Do you do a lot of joint venture-focused work?
I do. We formed a joint venture between a California pension fund and an East Coast residential equity fund recently. And now that joint venture is out, [we’re] joint venturing with local sponsors to do housing projects.
I also represent the Metropolitan Transportation Authority and I do work with them on what’s called the joint development projects. They have a number of properties around their stations, which they own, and they want to see those developed. I worked with them on one about a year and a half ago, which is now under construction, called Ivy Station in Culver City. The Expo Line goes from downtown through Culver City to Santa Monica. So the MTA owned a big piece of property adjacent to their station, and we joint ventured with a developer, Lowe Enterprises, to develop retail, housing, hotel and office space.
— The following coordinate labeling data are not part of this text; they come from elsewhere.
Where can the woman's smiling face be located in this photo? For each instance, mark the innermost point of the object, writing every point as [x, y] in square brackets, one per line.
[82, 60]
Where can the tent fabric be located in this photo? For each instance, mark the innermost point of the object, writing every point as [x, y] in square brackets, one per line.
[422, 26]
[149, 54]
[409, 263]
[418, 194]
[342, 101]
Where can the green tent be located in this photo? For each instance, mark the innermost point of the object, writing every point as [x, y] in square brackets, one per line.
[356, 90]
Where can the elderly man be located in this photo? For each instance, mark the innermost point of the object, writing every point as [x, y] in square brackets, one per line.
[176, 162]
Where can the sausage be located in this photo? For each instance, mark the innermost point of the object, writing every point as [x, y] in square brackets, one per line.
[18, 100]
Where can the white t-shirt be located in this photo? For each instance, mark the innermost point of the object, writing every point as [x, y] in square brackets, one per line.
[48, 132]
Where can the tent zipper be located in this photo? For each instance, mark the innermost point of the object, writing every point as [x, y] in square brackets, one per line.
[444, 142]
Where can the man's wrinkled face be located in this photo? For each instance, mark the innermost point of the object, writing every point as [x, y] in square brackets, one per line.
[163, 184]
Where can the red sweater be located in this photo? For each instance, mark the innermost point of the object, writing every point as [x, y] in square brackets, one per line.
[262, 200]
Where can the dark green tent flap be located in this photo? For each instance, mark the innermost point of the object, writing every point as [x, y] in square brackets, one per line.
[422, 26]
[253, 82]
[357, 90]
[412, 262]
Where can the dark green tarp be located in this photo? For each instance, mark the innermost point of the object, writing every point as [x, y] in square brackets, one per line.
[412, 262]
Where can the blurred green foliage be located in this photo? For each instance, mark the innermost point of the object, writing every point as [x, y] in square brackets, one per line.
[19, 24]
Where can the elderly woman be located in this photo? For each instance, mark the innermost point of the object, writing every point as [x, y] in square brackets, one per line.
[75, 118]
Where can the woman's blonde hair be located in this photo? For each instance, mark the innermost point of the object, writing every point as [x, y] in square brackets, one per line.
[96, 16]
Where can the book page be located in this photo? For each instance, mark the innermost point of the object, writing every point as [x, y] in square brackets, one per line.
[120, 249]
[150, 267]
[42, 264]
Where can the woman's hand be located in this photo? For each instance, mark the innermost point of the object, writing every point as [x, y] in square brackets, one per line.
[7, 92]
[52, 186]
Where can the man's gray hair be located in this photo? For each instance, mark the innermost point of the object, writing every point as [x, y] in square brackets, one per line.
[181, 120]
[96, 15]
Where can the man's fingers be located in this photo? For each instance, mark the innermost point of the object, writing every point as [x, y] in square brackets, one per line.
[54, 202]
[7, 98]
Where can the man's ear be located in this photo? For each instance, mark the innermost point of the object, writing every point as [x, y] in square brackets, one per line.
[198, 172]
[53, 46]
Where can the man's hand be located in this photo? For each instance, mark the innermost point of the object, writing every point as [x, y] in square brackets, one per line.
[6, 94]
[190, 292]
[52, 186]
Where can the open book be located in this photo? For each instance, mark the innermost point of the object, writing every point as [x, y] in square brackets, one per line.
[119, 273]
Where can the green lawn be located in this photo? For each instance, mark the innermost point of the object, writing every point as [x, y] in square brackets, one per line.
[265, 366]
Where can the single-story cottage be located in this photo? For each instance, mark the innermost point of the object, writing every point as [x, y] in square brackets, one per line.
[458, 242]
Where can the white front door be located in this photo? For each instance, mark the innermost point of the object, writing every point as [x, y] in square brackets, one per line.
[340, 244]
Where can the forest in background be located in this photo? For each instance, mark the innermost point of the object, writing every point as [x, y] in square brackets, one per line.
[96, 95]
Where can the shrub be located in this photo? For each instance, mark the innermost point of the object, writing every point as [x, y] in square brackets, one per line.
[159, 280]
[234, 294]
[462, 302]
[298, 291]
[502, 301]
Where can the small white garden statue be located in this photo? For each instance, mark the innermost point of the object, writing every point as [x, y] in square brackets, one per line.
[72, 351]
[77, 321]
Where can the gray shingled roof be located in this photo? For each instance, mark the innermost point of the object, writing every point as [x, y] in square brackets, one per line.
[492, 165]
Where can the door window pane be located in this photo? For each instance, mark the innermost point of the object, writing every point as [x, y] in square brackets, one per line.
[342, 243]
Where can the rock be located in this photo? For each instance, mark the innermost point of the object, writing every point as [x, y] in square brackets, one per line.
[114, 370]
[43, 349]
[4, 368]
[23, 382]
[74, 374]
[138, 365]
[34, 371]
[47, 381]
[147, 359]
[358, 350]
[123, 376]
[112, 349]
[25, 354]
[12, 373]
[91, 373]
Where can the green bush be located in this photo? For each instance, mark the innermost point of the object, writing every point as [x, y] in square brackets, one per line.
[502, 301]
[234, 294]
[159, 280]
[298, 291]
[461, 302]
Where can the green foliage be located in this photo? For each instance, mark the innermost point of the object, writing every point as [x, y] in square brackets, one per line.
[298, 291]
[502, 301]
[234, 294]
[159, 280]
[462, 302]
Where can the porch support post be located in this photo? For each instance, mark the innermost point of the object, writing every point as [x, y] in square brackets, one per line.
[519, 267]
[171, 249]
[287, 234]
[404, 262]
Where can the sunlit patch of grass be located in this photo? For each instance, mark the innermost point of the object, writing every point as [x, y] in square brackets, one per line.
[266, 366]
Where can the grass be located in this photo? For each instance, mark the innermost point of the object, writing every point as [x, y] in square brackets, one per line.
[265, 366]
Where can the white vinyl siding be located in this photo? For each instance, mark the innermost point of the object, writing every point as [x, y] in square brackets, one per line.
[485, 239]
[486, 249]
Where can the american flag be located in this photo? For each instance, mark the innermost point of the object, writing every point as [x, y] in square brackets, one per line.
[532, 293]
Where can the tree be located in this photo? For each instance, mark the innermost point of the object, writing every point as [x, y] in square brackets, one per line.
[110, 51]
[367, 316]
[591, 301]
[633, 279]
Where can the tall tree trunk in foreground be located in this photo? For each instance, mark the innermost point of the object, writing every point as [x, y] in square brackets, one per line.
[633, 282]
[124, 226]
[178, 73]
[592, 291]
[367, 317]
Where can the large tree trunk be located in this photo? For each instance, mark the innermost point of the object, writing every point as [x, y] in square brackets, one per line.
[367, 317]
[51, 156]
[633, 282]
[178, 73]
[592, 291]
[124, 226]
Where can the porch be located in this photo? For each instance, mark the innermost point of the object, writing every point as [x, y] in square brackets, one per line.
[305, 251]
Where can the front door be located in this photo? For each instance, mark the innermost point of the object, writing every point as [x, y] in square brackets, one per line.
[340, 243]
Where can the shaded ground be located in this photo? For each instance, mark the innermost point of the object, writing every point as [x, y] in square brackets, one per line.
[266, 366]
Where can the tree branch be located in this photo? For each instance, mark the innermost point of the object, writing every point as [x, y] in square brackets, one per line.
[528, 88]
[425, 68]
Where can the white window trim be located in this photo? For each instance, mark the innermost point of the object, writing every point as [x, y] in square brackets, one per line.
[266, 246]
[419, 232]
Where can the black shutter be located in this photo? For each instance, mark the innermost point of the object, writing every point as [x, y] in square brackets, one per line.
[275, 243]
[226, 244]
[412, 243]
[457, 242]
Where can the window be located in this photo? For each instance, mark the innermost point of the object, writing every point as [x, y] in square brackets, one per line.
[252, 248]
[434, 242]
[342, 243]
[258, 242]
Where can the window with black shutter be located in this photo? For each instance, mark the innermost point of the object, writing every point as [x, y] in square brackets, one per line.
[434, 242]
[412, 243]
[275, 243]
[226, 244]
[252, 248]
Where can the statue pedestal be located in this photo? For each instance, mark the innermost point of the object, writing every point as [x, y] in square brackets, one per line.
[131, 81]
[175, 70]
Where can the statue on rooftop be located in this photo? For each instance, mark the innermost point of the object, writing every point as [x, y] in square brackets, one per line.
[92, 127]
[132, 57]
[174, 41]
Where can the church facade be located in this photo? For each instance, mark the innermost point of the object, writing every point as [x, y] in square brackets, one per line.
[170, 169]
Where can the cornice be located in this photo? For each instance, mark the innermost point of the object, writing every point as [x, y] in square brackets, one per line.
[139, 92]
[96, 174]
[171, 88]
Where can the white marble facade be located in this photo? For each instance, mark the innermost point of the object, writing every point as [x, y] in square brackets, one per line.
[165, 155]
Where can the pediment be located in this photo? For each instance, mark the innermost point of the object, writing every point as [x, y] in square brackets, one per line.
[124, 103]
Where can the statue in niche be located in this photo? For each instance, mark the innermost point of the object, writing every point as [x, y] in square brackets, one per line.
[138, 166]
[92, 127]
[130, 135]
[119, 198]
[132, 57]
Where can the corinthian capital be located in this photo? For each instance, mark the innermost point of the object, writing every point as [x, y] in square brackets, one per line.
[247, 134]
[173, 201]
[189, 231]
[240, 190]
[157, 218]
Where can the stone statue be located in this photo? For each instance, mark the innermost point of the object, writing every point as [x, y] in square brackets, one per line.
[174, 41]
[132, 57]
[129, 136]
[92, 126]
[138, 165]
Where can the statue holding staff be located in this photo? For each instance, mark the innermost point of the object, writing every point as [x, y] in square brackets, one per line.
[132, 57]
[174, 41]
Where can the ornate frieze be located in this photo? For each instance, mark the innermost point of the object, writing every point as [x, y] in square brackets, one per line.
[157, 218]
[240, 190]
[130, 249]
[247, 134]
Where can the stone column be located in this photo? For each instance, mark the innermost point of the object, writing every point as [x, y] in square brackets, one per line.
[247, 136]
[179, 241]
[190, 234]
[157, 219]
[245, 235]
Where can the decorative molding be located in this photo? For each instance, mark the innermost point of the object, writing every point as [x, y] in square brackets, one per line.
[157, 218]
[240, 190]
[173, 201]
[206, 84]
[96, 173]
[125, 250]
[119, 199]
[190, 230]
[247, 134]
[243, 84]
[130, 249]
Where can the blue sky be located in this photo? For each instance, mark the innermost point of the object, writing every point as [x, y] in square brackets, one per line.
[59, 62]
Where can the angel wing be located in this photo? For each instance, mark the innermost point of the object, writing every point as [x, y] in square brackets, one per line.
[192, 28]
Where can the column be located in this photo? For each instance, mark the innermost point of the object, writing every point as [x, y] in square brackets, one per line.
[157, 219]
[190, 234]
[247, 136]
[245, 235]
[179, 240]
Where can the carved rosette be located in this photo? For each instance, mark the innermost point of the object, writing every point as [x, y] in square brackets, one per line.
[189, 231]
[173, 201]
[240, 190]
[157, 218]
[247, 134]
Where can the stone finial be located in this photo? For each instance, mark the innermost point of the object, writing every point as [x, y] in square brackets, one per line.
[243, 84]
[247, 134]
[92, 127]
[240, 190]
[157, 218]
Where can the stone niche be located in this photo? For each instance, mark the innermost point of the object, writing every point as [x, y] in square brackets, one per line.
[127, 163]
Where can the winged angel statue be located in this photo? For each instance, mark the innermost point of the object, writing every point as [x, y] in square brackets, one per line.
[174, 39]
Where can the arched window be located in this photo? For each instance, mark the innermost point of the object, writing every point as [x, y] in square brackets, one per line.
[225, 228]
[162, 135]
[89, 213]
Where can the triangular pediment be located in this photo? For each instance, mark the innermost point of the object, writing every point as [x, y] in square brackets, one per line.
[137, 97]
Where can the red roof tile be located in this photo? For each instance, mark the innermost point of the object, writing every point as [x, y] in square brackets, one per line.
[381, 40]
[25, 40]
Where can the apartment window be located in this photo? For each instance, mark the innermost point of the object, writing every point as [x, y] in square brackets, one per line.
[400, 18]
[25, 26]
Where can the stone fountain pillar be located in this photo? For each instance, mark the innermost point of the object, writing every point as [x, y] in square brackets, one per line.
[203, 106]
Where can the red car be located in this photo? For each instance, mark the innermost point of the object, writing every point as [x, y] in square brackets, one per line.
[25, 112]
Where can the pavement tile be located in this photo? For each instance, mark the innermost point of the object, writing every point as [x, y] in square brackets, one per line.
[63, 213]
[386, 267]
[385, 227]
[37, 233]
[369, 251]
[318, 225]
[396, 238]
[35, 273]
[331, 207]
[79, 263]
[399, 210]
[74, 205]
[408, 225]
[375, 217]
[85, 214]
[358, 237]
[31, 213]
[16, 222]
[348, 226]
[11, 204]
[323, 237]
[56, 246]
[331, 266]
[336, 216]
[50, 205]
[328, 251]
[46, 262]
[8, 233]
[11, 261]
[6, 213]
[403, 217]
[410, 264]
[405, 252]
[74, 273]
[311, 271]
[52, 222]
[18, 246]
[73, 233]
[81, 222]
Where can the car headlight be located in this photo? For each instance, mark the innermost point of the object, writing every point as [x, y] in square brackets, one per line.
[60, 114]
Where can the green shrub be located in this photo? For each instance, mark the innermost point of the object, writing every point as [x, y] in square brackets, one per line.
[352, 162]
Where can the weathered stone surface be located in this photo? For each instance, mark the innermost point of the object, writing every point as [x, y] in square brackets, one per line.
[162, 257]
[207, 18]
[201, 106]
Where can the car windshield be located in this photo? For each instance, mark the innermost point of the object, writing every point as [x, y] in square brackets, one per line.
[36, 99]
It’s a very significant project.
I’m also working with them on Union Station, and a project called Link U.S. [Link Union Station]. I’m working on a [memorandum of understanding] among all the agencies that are involved — so the railways, the Metro, the metro link, the state of California’s high-speed rail. All these agencies are involved in deciding how the money gets spent, and how the project will proceed.
When you look at Downtown L.A. today, how has it changed over the past few years?
Well, it’s exciting what’s happened in South Park. Of course, you see the cranes, I’ve been involved in some of the South Park residential projects. I’m involved in The Grand project, again, adding a lot of residential and commercial space. So I’d say that the transformation is extremely invigorating and exciting and rewarding. It took the genesis of the residential community really coming in and sowing that seed. First you have the artists in the lofts, and then that gets displaced by higher-end housing. And then you see this gentrification happening. But that residential base really created the foundation for a lot of what’s happening elsewhere in the city and the growth of the city.